Fun Food Facts: Many Native American tribes depended heavily upon wild salmon in their diet. Early European settlers quickly got tired of a salmon-rich diet, with many indentured servants actually having a clause written into their contracts restricting salmon meals to only once a week. www.about.com go figure, If they only knew...


I must, however, point out that WILD salmon is not the same as FARMED salmon. Wild salmon is one of the best sources of Omega-3s on this planet. The Omega-3s in salmon is made internally, by what the salmon is feeding on. In the wild, they eat krill and shrimp. This gives salmon its pink color. This natural pigment is called astaxanthin. It is a carotenoid and has ten times the antioxidant activity of beta-carotene. But, farm raised salmon does not get to eat krill or shrimp. Farmers pick out the color of their salmon by a color wheel called SalmoFan. It’s kind of like the ones at a paint store. Farmers artificially raise red or pink fish. If that’s not enough to convince you, farmed salmon contains PCBs at levels that raise health concerns. They are the most PCB-contaminated protein in the U.S. food supply. They have 16x the dioxinlike PCBs found in wild salmon, four times beef and 3 times more in other seafood. Farmed fish tend to be fed antibiotics and growth hormones – you didn’t think you needed to consider that with fish now did you? That’s not just a chicken, turkey, or beef issue. Now the potential for mercury contamination is a tough call. There may be a concern about mercury, but the health benefits of salmon outweigh the concerns; AND, wild salmon is one of the least seafood’s contaminated with mercury. Look for salmon caught in the pristine Alaskan waters for toxin-free salmon. I love my salmon Asian style.

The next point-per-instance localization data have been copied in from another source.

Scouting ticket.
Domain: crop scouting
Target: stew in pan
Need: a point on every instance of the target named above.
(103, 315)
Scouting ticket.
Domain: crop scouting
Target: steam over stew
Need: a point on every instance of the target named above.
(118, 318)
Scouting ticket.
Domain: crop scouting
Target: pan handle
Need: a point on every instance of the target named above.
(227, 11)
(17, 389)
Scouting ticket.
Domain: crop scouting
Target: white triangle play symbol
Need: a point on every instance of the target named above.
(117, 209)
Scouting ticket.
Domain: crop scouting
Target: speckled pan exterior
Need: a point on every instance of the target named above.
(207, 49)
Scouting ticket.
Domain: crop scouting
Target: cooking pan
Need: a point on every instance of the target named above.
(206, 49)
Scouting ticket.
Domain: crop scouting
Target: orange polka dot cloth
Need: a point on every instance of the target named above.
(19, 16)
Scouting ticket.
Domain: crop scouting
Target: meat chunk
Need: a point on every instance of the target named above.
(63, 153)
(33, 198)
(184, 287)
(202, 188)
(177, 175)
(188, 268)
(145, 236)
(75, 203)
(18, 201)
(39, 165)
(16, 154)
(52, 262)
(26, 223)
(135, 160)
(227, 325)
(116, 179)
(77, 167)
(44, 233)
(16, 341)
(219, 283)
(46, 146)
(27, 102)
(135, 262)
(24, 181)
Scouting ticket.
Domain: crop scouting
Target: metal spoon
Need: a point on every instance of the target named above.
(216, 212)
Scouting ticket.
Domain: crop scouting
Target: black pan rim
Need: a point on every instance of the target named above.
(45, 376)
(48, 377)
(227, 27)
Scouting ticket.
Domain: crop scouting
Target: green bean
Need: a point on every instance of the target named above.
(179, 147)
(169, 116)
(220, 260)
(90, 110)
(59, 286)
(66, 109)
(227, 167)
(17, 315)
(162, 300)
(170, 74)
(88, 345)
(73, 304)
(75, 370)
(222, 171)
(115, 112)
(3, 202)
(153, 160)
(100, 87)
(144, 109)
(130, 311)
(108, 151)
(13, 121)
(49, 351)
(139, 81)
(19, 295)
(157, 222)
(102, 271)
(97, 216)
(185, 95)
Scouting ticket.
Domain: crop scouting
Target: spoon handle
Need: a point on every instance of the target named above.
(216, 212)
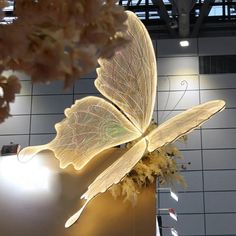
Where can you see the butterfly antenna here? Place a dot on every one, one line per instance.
(183, 82)
(76, 216)
(167, 100)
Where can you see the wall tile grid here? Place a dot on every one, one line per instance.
(207, 206)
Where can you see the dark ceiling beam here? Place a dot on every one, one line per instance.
(164, 15)
(205, 10)
(183, 8)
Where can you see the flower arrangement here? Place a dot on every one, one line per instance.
(161, 163)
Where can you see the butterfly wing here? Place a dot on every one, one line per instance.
(129, 78)
(92, 125)
(112, 175)
(183, 123)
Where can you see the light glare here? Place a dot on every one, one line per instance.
(31, 176)
(174, 232)
(174, 195)
(172, 214)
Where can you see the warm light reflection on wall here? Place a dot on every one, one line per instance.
(32, 176)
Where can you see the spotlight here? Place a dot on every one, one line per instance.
(171, 212)
(184, 43)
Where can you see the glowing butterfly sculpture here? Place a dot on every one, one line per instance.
(93, 124)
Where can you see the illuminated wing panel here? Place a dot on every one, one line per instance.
(112, 175)
(129, 78)
(183, 123)
(91, 126)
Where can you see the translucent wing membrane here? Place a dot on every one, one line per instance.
(112, 175)
(183, 123)
(129, 78)
(91, 126)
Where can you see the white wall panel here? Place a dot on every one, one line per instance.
(194, 157)
(220, 224)
(23, 140)
(220, 202)
(170, 83)
(224, 119)
(221, 138)
(188, 202)
(85, 86)
(55, 87)
(219, 159)
(191, 98)
(37, 139)
(51, 104)
(186, 224)
(228, 95)
(15, 125)
(218, 81)
(193, 141)
(45, 123)
(217, 46)
(21, 106)
(219, 180)
(26, 87)
(194, 181)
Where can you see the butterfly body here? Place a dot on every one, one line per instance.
(128, 80)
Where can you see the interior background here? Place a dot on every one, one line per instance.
(208, 206)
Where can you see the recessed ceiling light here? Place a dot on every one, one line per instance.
(184, 43)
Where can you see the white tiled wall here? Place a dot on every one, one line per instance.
(207, 206)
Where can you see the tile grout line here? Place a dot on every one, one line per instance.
(201, 145)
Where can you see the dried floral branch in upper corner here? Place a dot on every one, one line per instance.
(61, 40)
(58, 40)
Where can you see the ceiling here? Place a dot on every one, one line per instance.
(178, 18)
(185, 18)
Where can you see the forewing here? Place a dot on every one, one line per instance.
(183, 123)
(91, 126)
(129, 78)
(117, 171)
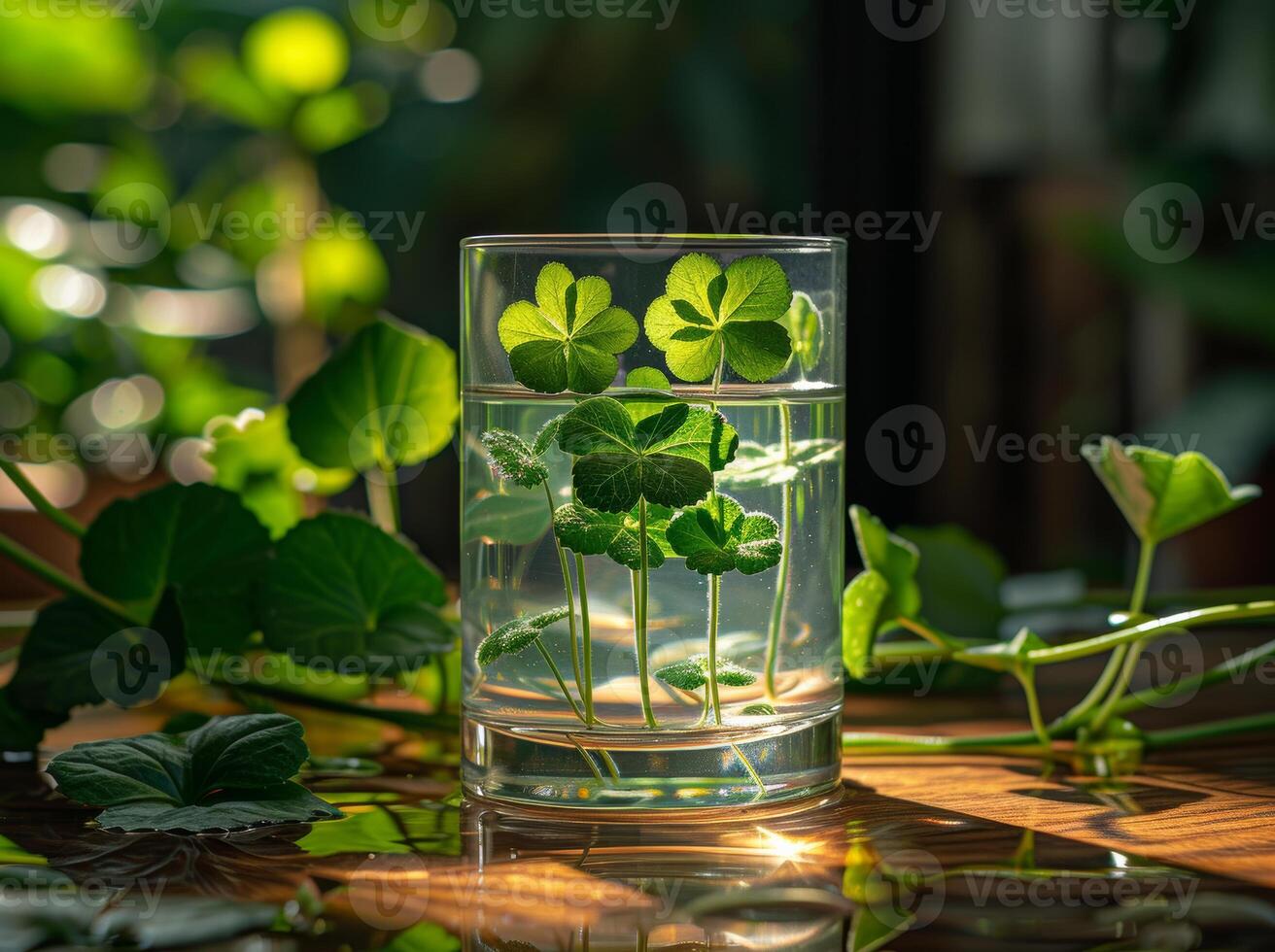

Recipe Idea: Heat 1 tablespoon of olive oil in a small sauce pan almost to smoking. Turn off flame and add 1 tablespoon of grated ginger and 2 tablespoons of chopped scallions. Set aside. Sprinkle sea salt and freshly ground black pepper on 4 individual pieces of salmon - skin on or off - your choice, 3-4 oz each. Pour ginger/green onion mixture over of salmon. Sprinkle a little whole wheat, Panko breadcrumbs on top and bake for about 10 minutes at 375. Drizzle a little home made peanut sauce after it’s cooked (don’t skip this step – it’s awesome). Peanut sauce: 2 tbsp of each - peanut butter, honey, soy sauce, grated ginger, sesame oil; ¼ cup of rice vinegar, 1 tsp minced garlic, ½ tsp cayenne. Blend all ingredients until smooth. You will love this recipe.